Rating:
# tile
pwn, 2 solves, 916 points
An old IoT device. [attachment](https://github.com/mephi42/ctf/tree/master/2021.07.03_0CTF_TCTF_2021_Quals/tile/tile_90b9c4bf6faed82517df394f8be3e9d7.tar.gz)
`http://111.186.59.27:28088`
## TL;DR / links
* [TILE-Gx](https://en.wikipedia.org/wiki/TILE-Gx) ELF binary implementing a
HTTP server.
* [ISA reference](
https://nanopdf.com/download/tile-gx-instruction-set-architecture_pdf).
* Build [QEMU](https://git.qemu.org/?p=qemu.git) v5 (TILE-Gx is removed in v6)
with `--target-list=tilegx-linux-user`, play with the binary.

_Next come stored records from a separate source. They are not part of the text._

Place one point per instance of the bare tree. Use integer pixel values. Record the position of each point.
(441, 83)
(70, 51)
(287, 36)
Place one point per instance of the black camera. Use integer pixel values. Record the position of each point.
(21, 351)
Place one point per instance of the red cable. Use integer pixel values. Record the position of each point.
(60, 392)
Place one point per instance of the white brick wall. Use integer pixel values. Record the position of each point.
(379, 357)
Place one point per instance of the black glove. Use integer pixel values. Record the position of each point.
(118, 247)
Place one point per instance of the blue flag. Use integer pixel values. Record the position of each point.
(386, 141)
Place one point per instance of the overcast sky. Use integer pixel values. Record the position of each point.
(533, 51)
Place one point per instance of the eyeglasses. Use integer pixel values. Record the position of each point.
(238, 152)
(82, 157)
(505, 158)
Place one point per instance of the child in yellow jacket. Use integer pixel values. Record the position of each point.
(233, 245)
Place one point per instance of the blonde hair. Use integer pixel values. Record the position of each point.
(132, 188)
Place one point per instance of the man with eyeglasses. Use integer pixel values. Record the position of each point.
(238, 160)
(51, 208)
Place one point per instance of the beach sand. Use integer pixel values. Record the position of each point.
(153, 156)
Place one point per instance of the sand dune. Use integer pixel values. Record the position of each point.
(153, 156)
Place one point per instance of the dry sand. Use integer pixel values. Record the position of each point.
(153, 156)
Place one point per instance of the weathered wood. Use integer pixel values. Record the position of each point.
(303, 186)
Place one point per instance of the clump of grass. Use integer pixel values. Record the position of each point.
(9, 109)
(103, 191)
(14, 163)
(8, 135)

* Build [afl++](https://github.com/AFLplusplus/AFLplusplus) with [this patch](
https://github.com/mephi42/ctf/tree/master/2021.07.03_0CTF_TCTF_2021_Quals/tile/0001-tilegx.patch), find crashes in the basic authentication handling.
* QEMU GDB stub is broken, use tracing with [`-singlestep -d in_asm,cpu
-strace`](https://github.com/mephi42/ctf/tree/master/2021.07.03_0CTF_TCTF_2021_Quals/tile/ctf.xinetd.patch) instead.
* Build [binutils](https://sourceware.org/git/gitweb.cgi?p=binutils-gdb.git)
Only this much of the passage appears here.